As I struggled to open the lock, memories of my childhood flitted before my eyes. I remembered a ‘strike’ we children had resorted to when we were refused permission to go to a movie. We had even shouted slogans against them, something like ‘Narayan Bhuvan murdabad’ or so. Or of my grand-mother sitting on the swing and planning the day.
Cob-webs and unprecedented dirt greeted me on opening the door. The staircase that led to the first-floor living room was full of dense cob-webs and it was dark. The entire house seemed eerie as I went about searching for the elusive swing and its parts, especially the precious bronze-chain and hooks.
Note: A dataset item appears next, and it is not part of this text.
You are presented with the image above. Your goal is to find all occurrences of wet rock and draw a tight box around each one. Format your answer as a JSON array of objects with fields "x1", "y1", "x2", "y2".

I found the swing easily but it took some amount of time to locate the bronze-chain as it was locked away in the steel cupboard by my maternal uncles.
I dusted the chairs and sat down on one to catch my breath and looked around. Everything sat exactly as it was when I was a child – the old radio, photo frames of my grand-parents, their sons and daughter on the wall, decorative items in the glass-cupboard. Even the ‘prized’ miniature motor-cycle which was bought by one of my uncles who had gone to Mauritius which we had envied when we were young, stared back with dust and obscurity. As I continued to look around, the calendar caught my eye and sent a chill down my spine – it showed August 1992, the month my grand-mother had breathed her last. Nothing had changed in the house since that day, only there was no one living now.
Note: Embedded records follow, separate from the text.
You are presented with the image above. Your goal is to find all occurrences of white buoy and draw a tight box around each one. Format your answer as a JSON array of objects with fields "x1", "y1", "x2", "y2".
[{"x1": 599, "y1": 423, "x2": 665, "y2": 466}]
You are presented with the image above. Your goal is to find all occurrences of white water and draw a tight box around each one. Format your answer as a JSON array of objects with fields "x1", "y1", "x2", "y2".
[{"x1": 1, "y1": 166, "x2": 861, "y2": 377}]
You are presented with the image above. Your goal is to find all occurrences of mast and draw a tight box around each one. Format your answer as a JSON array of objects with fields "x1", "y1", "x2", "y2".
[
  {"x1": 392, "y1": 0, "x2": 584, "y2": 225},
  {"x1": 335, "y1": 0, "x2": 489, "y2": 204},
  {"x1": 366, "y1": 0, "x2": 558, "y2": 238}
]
The house had become silent, bare and lifeless. Just 18 years separated life and emptiness. What was once a home which throbbed with conversations, food, music, French tuitions, quarrels, speculations, tensions and celebrations and lots more had passed into oblivion. Only memories stood testimony to the struggle its elderly inhabitants went through so that their children could make success of their lives. The sons and their children have done well for themselves – some even migrated out of India to make home on foreign soils, some are doctors, some engineers, artists, bankers and so on. No one goes back to Baroda and to ‘Narayan Bhuvan’ anymore. Sadness filled my heart on seeing the decay, physical as well as spiritual. A lived-home full of rich experiences and memories has become useless, unworthy in matter of few years. While education helped the family to so-called success, it didn’t ‘teach’ any lessons to value the roots and traditions that gave shape to their destinies.
The swing holds pride of place in my home. As it swings to and fro, it connects to the past, opening a corridor in which old memories can easily travel and inhabit and co-exist with the present.